TED++: Submanifold-Aware Backdoor Detection via Layerwise Tubular-Neighbourhood Screening
Nam Le 1, Leo Yu Zhang 2, Kewen Liao 1, Shirui Pan 2, Wei Luo 1
Published on arXiv
2510.14299
Model Poisoning
OWASP ML Top 10 — ML10
Key Finding
With only five clean held-out examples per class, TED++ achieves near-perfect backdoor detection, improving AUROC by up to 14% over the next-best method under adaptive attacks.
TED++
Novel technique introduced
As deep neural networks power increasingly critical applications, stealthy backdoor attacks, where poisoned training inputs trigger malicious model behaviour while appearing benign, pose a severe security risk.
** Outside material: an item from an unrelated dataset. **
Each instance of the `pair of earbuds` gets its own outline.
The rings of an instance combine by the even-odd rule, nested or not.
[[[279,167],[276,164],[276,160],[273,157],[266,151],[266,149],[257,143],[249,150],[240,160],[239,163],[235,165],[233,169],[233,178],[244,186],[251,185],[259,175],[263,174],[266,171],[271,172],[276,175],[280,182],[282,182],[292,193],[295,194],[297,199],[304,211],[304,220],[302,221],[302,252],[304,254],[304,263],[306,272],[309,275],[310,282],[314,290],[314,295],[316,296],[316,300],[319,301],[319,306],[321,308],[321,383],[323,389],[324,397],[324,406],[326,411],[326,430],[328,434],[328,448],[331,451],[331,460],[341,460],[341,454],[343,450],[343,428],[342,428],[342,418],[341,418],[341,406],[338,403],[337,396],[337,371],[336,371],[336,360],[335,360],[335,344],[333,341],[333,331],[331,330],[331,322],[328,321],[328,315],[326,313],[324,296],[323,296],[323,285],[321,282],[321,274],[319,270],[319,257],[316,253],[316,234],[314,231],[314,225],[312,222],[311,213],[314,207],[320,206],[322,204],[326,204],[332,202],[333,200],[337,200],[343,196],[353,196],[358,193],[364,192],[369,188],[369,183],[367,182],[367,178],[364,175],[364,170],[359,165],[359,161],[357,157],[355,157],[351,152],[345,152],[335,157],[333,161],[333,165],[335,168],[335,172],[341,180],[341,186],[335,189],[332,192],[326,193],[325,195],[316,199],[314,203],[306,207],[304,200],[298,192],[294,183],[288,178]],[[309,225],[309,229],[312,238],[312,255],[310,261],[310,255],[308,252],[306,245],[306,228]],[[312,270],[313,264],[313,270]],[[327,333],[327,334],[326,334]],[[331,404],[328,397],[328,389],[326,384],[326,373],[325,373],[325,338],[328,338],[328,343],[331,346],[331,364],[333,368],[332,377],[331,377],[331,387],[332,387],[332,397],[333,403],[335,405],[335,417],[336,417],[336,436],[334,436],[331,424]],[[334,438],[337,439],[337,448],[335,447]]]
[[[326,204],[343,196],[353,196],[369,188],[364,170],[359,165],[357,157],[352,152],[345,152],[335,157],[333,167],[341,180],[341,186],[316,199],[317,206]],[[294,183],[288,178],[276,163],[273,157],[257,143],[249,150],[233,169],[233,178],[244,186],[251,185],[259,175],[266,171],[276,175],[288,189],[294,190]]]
Many existing defences are vulnerable when attackers exploit subtle distance-based anomalies or when clean examples are scarce. To meet this challenge, we introduce TED++, a submanifold-aware framework that effectively detects subtle backdoors that evade existing defences. TED++ begins by constructing a tubular neighbourhood around each class's hidden-feature manifold, estimating its local ``thickness'' from a handful of clean activations. It then applies Locally Adaptive Ranking (LAR) to detect any activation that drifts outside the admissible tube. By aggregating these LAR-adjusted ranks across all layers, TED++ captures how faithfully an input remains on the evolving class submanifolds. Based on such characteristic ``tube-constrained'' behaviour, TED++ flags inputs whose LAR-based ranking sequences deviate significantly. Extensive experiments are conducted on benchmark datasets and tasks, demonstrating that TED++ achieves state-of-the-art detection performance under both adaptive-attack and limited-data scenarios. Remarkably, even with only five held-out examples per class, TED++ still delivers near-perfect detection, achieving gains of up to 14\% in AUROC over the next-best method. The code is publicly available at https://github.com/namle-w/TEDpp.
Key Contributions
- Tubular-neighbourhood modelling that estimates the 'thickness' of each class's hidden-feature manifold from as few as five clean samples per class
- Locally Adaptive Ranking (LAR) that flags activations drifting outside the admissible manifold tube, aggregated across all layers into a trajectory-based detection score
- State-of-the-art backdoor detection under both adaptive-attack and limited-data scenarios, achieving up to 14% AUROC gain over the next-best baseline
🛡️ Threat Analysis
TED++ is directly a defense against backdoor/trojan attacks — it detects poisoned inputs with hidden trigger patterns by checking whether their layerwise activations remain faithful to the class submanifold, catching trigger-induced activation drift that standard defenses miss.